أَيْ لاَ يَحْرُمُ نَظرُهُ لَهَا فِي نَحْوِ مِرْآةٍ كَمَاء وَذلِكَ لَأَنَّهُ لَمْ يَرَهَا فِيْهَا وَإِنَّمَا رَأَى مِثَالَهَا

“Tidak diharamkan seorang laki-laki melihat wanita melalui media semacam cermin atau air. Karena dia tidak melihat wanita itu secara langsung, tapi sekadar melihat pantulan atau bayangannya.” (I’anah, Vol 3, 301)

Namun hukum ini tidaklah mutlak. Ada dua syarat yang ditentukan ulama hingga melihat bayangan (gambar) wanita dikatakan boleh. Pertama, tidak ada kekhawatiran timbulnya fitnah yang dapat menimpa orang yang melihat tersebut. Kedua, orang itu tidak melihatnya dengan syahwat.

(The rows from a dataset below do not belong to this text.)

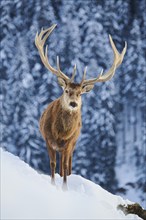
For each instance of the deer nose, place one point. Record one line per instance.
(73, 104)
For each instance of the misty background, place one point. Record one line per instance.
(111, 150)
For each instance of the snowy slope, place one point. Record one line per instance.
(26, 194)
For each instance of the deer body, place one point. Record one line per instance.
(60, 124)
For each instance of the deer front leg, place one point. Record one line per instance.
(70, 165)
(61, 164)
(52, 155)
(65, 169)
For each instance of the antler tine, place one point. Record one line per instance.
(84, 76)
(40, 40)
(74, 73)
(60, 73)
(118, 58)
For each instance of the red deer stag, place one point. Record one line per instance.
(60, 123)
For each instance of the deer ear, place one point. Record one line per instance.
(62, 82)
(87, 88)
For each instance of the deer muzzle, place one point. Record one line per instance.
(73, 104)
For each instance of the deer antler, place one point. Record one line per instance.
(40, 40)
(118, 58)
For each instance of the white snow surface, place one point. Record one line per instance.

Disebutkan dalam Tuhfat al-Muhtaj:

وَمَحَلُّ ذَلِكَ كَمَا هُوَ ظَاهِرٌ حَيْثُ لَمْ يَخْشَ فِتْنَةً وَلاَ شَهْوَةَ

“Dan kondisi tersebut, sebagaimana sudah jelas, sekira ia tidak mengkhawatirkan timbulnya fitnah atau syahwat.” (Tuhfat al-Muhtaj, Vol 7, 192)

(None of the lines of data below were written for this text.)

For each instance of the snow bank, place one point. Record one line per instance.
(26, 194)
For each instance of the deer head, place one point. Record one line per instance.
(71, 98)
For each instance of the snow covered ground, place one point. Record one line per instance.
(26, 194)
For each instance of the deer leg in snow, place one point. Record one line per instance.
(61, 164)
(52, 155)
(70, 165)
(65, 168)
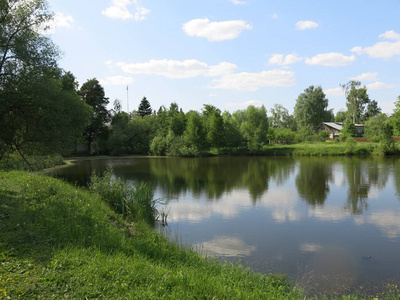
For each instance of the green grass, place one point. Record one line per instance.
(319, 149)
(36, 163)
(61, 242)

Artinya, berdasar kaidah ini, jika ditakutkan terjadi fitnah atau jika dilihat dengan syahwat, maka melihat bayangan (gambar) wanita hukumnya adalah haram.

Sementara yang dimaksud dengan syahwat adalah sebagaimana dijelaskan Imam al-Qurthuby:

الشَّهَوَاتُ عِبَارَةٌ عَمَّا يُوَافِقُ الْإِنْسَانَ وَيَشْتَهِيهِ وَيُلَائِمُهُ وَلَا يَتَّقِيهِ

“Syahwat adalah sesuatu yang disukai, diinginkan, dianggap cocok, dan tidak dapat diantisipasi oleh seseorang.” (Tafsir al-Qurthuby, Jilid 11, hal. 125)

Ulama lain, Ibnu Abidin, memberikan standar atau ukuran syahwat tersebut. Dia menjelaskan:

)وَحَدُّهَا فِيهِمَا) أَيْ حَدُّ الشَّهْوَةِ فِي الْمَسِّ وَالنَّظَرِ تَحَرُّكُ الآلَةِ (قَوْلُهُ: أَوْ زِيَادَتُهُ) أَيْ زِيَادَةُ التَّحَرُّكِ إنْ كَانَ مَوْجُودًا قَبْلَهُمَا (قَوْلُهُ: بِهِ يُفْتَى)

“Standar dalam menilai syahwat sebab sentuhan atau pandangan adalah bergerak/bereaksinya alat kelamin, atau “bertambah bergerak” jika sejak awal sudah ada reaksi. Pendapat ini difatwakan (oleh ulama Madzhab Hanafi, pen).” (Hasyiyah Ibn ‘Abidin, Jilid 3, hal. 380)

Imam Baijuri menambahkan penjelasan mengenai syahwat ini. Beliau menyatakan:

ومثل الشهوة خوف الفتنة فلو انتفت الشهوة وخيفت الفتنة حرم النظر ايضا وليس المراد بخوف الفتنة غلبة الظن بوقوعها بل يكفي ان لايكون ذلك نادرا وان كان بغير شهوة وبلا خوف فتنة.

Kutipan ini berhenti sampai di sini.